Consider a project with an initial investment of $250,000, generating cash flows of $50,000, $75,000, $100,000, and $125,000 over 4 years. If the discount rate is 8% with continuous compounding, calculate the NPV.

Solution:
$ \text{NPV} = -250,000 + \sum_{t=1}^{4} 50,000 \cdot e^{-0.08 \cdot t} $
After calculation, $ \text{NPV} = \$15,205.54 $.

Problem 8

Calculate the NPV of a project with a cost of $600,000, cash flows of $150,000, $180,000, and $200,000 for 3 years, and a discount rate of 12%.

Solution:
$ \text{NPV} = -600,000 + \frac{150,000}{(1 + 0.12)^1} + \frac{180,000}{(1 + 0.12)^2} + \frac{200,000}{(1 + 0.12)^3} $
After calculation, $ \text{NPV} = -\$16,526.72 $.

Problem 9

A project requires an initial outlay of $1,200,000 and produces cash flows of $300,000 each year for 5 years.
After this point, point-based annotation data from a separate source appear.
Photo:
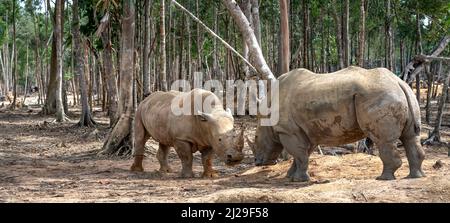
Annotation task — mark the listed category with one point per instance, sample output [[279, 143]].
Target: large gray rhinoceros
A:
[[208, 133], [339, 108]]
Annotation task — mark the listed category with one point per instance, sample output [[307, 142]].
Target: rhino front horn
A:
[[250, 144]]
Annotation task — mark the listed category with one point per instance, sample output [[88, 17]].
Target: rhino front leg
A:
[[140, 138], [208, 171], [184, 151], [162, 155], [391, 160], [292, 169]]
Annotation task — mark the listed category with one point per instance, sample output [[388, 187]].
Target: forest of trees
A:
[[112, 53]]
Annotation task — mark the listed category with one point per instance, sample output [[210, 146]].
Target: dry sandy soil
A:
[[41, 161]]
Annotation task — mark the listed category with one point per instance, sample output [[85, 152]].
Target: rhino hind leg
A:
[[415, 155], [162, 155], [391, 160], [140, 138], [208, 171], [184, 151], [299, 150], [292, 169]]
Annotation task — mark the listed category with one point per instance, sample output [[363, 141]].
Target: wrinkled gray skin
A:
[[208, 133], [339, 108]]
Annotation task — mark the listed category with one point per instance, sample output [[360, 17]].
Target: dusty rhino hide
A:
[[340, 108]]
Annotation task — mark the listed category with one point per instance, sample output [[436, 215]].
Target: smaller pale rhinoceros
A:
[[209, 133]]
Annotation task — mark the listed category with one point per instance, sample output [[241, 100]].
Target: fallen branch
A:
[[416, 66], [214, 34]]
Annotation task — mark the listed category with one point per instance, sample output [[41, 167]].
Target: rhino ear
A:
[[205, 116], [229, 111]]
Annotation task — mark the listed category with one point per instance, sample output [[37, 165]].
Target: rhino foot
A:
[[165, 169], [416, 174], [386, 176], [186, 174], [136, 168], [304, 177], [210, 174]]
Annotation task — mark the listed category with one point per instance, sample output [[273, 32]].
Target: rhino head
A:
[[265, 149], [221, 135]]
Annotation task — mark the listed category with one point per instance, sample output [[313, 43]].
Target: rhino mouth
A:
[[230, 162], [266, 163]]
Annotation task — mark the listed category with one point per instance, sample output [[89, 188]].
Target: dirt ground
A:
[[42, 161]]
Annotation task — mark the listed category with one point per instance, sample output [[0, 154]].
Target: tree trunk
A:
[[414, 67], [199, 47], [429, 93], [389, 38], [58, 34], [85, 118], [120, 141], [26, 81], [14, 58], [256, 20], [145, 64], [162, 62], [435, 136], [246, 8], [189, 54], [306, 40], [285, 48], [362, 33], [55, 82], [247, 33], [346, 34], [338, 26]]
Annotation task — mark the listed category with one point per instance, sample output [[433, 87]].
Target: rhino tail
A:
[[414, 120]]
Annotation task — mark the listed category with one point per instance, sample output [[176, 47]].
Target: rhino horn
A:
[[206, 116], [229, 111], [250, 143], [240, 140]]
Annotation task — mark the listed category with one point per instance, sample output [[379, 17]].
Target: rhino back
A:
[[323, 105]]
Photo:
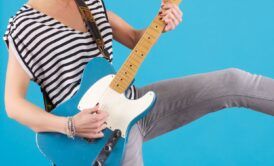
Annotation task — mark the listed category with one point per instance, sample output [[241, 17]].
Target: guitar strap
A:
[[92, 27], [95, 33]]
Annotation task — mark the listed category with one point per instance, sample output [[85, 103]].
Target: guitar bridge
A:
[[107, 149]]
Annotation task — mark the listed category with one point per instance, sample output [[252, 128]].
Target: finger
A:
[[92, 130], [98, 124], [170, 25], [92, 110], [171, 22], [170, 16], [100, 129], [99, 116], [92, 135]]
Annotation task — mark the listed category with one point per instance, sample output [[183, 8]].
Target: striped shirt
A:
[[53, 54]]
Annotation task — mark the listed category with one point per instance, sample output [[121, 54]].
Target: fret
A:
[[127, 72]]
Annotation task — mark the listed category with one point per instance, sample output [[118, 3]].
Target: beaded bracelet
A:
[[71, 128]]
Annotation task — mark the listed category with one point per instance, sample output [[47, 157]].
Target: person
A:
[[52, 48]]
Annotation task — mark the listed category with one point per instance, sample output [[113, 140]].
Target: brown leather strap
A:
[[92, 27]]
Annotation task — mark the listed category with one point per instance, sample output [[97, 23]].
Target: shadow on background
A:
[[215, 35]]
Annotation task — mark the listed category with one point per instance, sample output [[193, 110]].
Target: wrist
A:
[[61, 126]]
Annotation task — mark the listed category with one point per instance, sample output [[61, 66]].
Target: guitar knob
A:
[[108, 148], [97, 163], [118, 133]]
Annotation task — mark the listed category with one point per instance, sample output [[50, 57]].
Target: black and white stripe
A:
[[53, 54]]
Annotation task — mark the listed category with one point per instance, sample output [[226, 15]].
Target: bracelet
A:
[[71, 131]]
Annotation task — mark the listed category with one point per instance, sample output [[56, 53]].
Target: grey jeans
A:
[[183, 100]]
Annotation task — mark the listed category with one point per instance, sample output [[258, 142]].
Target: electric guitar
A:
[[100, 84]]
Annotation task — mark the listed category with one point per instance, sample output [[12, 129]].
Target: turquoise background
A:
[[215, 34]]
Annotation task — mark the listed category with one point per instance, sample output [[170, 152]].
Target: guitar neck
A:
[[127, 72]]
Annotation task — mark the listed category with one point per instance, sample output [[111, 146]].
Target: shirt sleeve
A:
[[11, 43]]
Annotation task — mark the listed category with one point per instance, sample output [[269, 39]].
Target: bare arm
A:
[[123, 32], [18, 108]]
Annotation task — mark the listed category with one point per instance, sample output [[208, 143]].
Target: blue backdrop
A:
[[215, 34]]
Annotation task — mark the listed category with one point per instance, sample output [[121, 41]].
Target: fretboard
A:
[[127, 72]]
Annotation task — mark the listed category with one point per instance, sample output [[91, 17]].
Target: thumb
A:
[[92, 110]]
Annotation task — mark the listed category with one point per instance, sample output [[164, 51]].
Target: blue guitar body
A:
[[124, 113]]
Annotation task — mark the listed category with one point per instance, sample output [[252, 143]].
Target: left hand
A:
[[171, 14]]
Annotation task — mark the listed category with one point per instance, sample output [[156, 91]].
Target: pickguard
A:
[[122, 111]]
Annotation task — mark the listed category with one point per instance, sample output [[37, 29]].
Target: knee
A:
[[234, 78]]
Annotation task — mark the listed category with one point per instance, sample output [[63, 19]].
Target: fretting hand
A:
[[171, 14]]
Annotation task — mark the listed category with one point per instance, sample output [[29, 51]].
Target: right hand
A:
[[89, 123]]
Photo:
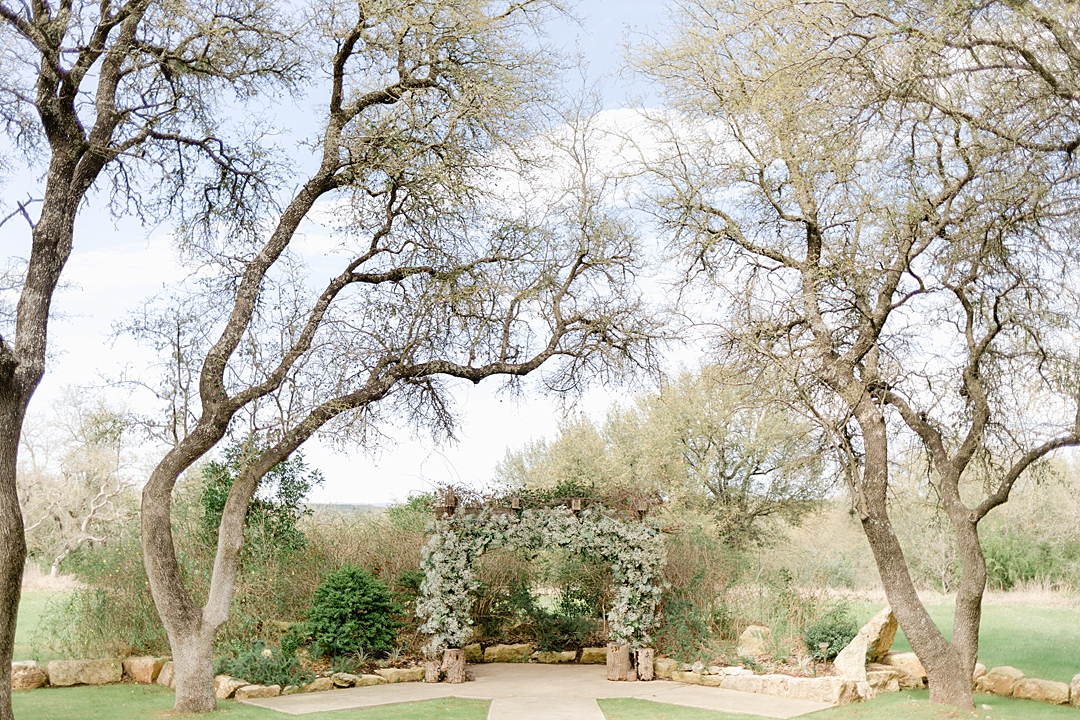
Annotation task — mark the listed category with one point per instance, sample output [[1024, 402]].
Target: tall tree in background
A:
[[93, 89], [711, 443], [900, 263], [454, 260]]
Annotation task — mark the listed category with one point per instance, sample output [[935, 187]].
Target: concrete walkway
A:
[[543, 692]]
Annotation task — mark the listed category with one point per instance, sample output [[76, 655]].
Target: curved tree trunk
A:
[[949, 683], [12, 541]]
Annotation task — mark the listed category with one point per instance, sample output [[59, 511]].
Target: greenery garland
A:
[[635, 549]]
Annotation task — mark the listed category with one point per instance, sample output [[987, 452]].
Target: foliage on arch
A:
[[635, 551]]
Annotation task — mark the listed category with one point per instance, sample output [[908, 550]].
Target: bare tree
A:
[[474, 241], [76, 477], [100, 87], [905, 268]]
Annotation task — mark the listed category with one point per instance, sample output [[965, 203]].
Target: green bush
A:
[[265, 666], [837, 627], [1014, 557], [351, 611]]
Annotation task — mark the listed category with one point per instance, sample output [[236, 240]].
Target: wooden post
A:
[[618, 661], [646, 656], [454, 665], [432, 673]]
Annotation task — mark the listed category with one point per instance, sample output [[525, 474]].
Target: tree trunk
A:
[[12, 542], [432, 670], [646, 657], [948, 683], [454, 664], [618, 661], [193, 667]]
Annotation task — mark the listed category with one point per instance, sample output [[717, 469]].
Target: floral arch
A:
[[635, 551]]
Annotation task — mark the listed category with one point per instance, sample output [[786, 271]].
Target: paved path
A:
[[543, 692]]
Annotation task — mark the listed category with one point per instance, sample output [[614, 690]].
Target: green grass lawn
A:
[[126, 702], [1042, 642], [30, 608]]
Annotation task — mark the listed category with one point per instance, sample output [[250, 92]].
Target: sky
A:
[[116, 266]]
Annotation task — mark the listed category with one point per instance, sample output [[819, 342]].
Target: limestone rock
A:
[[593, 656], [343, 679], [27, 675], [1000, 680], [662, 667], [913, 676], [879, 633], [226, 687], [851, 662], [774, 684], [252, 692], [883, 679], [63, 673], [516, 653], [166, 676], [687, 677], [833, 690], [143, 669], [550, 657], [1044, 691], [746, 683], [754, 641], [404, 675]]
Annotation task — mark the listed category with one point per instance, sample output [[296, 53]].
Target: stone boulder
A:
[[593, 656], [63, 673], [662, 667], [403, 674], [143, 669], [999, 681], [226, 685], [515, 653], [688, 677], [879, 633], [882, 678], [754, 641], [253, 692], [745, 683], [343, 679], [851, 662], [833, 690], [913, 676], [553, 657], [167, 676], [27, 675], [1044, 691]]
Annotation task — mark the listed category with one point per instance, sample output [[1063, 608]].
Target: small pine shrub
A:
[[265, 666], [836, 627], [352, 611]]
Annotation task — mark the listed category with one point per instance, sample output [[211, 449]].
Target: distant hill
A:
[[343, 508]]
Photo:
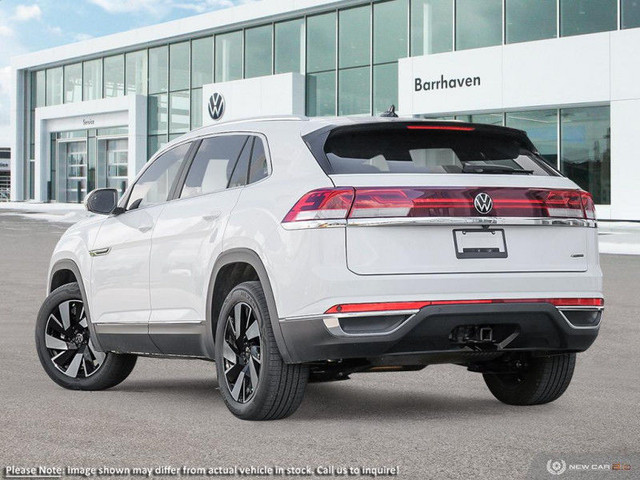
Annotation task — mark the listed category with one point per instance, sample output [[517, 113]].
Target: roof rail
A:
[[265, 118]]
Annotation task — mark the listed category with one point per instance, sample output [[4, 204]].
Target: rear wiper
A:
[[467, 168]]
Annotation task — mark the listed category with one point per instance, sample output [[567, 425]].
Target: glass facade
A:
[[349, 55], [92, 80], [630, 13], [585, 149], [73, 83], [527, 21], [114, 76], [136, 68], [578, 17], [390, 31], [576, 141], [258, 51], [289, 55], [478, 23], [228, 57], [82, 160], [321, 42], [542, 128], [431, 26]]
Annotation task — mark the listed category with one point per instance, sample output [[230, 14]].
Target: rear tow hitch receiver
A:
[[472, 335]]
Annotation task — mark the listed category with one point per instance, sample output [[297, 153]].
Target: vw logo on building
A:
[[216, 106], [483, 203]]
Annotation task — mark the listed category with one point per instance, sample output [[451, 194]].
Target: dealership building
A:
[[90, 114]]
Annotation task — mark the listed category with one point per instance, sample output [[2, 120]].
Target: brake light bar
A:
[[393, 202], [454, 128], [402, 306]]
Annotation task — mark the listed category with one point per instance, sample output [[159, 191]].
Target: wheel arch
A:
[[244, 265], [67, 271]]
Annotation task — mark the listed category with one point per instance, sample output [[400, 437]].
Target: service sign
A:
[[450, 82]]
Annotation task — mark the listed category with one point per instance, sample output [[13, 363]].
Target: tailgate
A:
[[415, 249], [438, 229]]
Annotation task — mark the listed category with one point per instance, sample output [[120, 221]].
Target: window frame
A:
[[186, 172], [194, 144], [182, 177]]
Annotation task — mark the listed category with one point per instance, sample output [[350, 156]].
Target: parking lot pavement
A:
[[440, 422]]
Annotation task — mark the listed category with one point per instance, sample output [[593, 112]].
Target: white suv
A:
[[290, 250]]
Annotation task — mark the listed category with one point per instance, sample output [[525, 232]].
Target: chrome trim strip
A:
[[461, 221], [303, 225], [351, 314], [442, 221], [581, 327], [98, 252], [333, 325]]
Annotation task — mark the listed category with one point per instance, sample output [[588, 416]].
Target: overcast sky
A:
[[27, 26]]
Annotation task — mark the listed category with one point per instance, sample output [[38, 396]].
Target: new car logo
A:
[[483, 203], [216, 106]]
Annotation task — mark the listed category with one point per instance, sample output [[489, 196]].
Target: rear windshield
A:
[[428, 149]]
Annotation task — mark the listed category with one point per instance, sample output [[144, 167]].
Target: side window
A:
[[154, 185], [239, 176], [213, 165], [259, 166]]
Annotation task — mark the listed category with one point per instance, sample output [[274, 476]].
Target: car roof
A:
[[302, 125]]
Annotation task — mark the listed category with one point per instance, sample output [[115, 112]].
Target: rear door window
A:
[[213, 165], [417, 149], [259, 164], [155, 184]]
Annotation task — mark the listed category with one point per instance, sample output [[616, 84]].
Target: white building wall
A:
[[130, 111], [597, 69]]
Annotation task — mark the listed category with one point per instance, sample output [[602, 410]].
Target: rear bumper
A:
[[446, 329]]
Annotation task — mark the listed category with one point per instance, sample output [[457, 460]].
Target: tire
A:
[[61, 330], [254, 381], [543, 380]]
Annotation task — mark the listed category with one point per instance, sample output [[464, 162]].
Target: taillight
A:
[[416, 202], [322, 204], [588, 205]]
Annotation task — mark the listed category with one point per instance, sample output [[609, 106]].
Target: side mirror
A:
[[102, 201]]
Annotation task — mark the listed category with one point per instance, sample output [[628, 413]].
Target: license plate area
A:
[[480, 243]]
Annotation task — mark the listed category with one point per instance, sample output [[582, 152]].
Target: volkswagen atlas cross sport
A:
[[290, 250]]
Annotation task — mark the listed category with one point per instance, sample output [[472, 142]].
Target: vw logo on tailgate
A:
[[216, 106], [483, 203]]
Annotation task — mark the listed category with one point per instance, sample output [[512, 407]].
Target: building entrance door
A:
[[71, 171]]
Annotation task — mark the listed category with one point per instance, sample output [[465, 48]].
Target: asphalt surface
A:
[[441, 422]]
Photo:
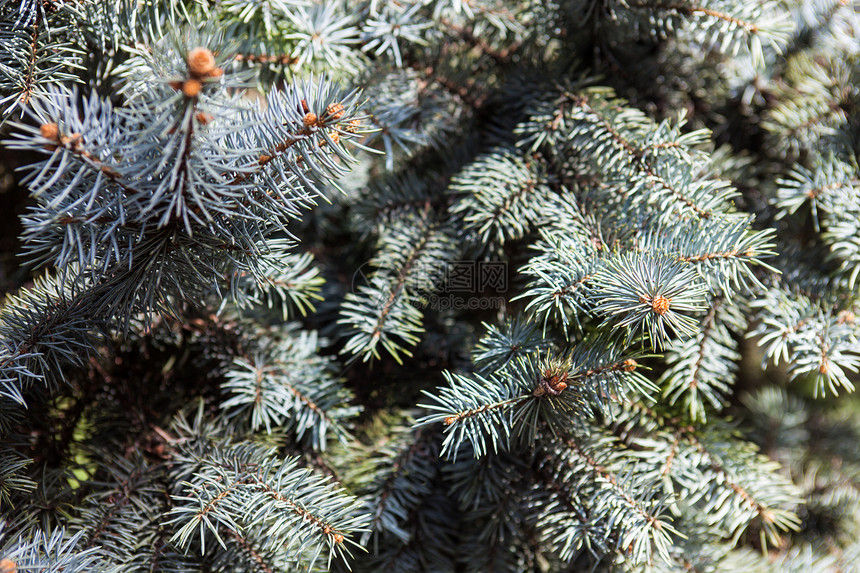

Calculate the NPV if the discount rate is 7%.

Solution:
$ \text{NPV} = -1,200,000 + \sum_{t=1}^{5} \frac{300,000}{(1 + 0.07)^t} $
After calculation, $ \text{NPV} = \$52,396.80 $.

Problem 10

Calculate the NPV of a project with an investment of $400,000 and annual cash flows of $100,000 for 8 years with a discount rate of 6%.

Solution:
$ \text{NPV} = -400,000 + \sum_{t=1}^{8} \frac{100,000}{(1 + 0.06)^t} $
After calculation, $ \text{NPV} = \$157,393.32 $.